Si scontorna nel buio da cui sembra attingere energia, la figura vibrante e resiliente di Ermanna Montanari, uscita come un fuoco fatuo nella notte di San Giovanni, da una terra consacrata e mangiapreti insieme,quale quella di Romagna, per entrare nella leggenda della ricerca teatrale italiana grazie ad un un carico non indifferente di premi al suo talento molteplice,forgiato dalla disciplina condivisa nell’insieme del collettivo di lavoro, le albe ravennati e multietniche fondate ormai diversi lustri fa insieme al compagno di una vita, Marco Martinelli.

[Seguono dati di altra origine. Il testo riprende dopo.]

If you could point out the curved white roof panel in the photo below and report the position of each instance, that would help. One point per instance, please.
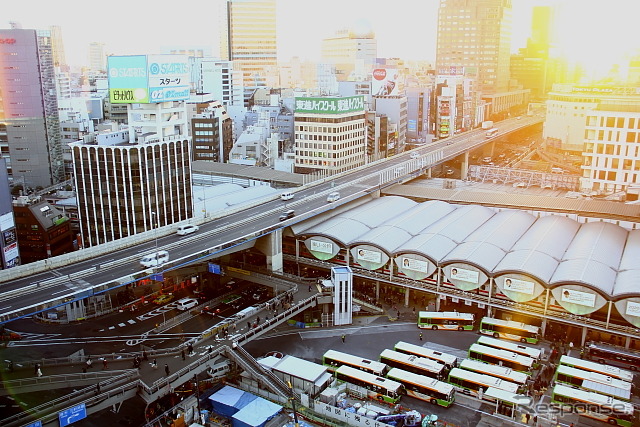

Ermanna, così unica e così moltiplicata appare in primis dalla sua voce potente, nel senso della dotazione di poteri soprannaturali, quasi sciamanici, anche quando il registro è basso, gorgogliante come un ruscello carsico, poi dalla lingua dura, sporcata, un gramelot di accenti che dice cosi tanto della nostra comune matrice primordiale, femmina e tellurica, signora dei dialetti, questi straordinari mediatori di Rivelazione per noi mortali.

Miniature campianesi è un libro di Ermanna Montanari – testi – e Leila Marzocchi – illustrazioni – (Oblomov Edizioni, 108 pagine, 15 euro), un libro forse dedicato a Campiano, ombelico di un mondo antico, ma non piccolo, non provinciale, certo, un bellissimo libro benissimo illustrato fortemente voluto da un artista raffinato e cosmopolita quale Igor Tuveri, per i tipi di Oblomov, nella collana… Feuilleton ma soprattutto un corpo intimo, ubiquo, guizzante, pregno di eterno in senso eracliteo, potremmo dire, cosi da offrirsi parlante al pubblico tutto in maniera prismatica e differenziata.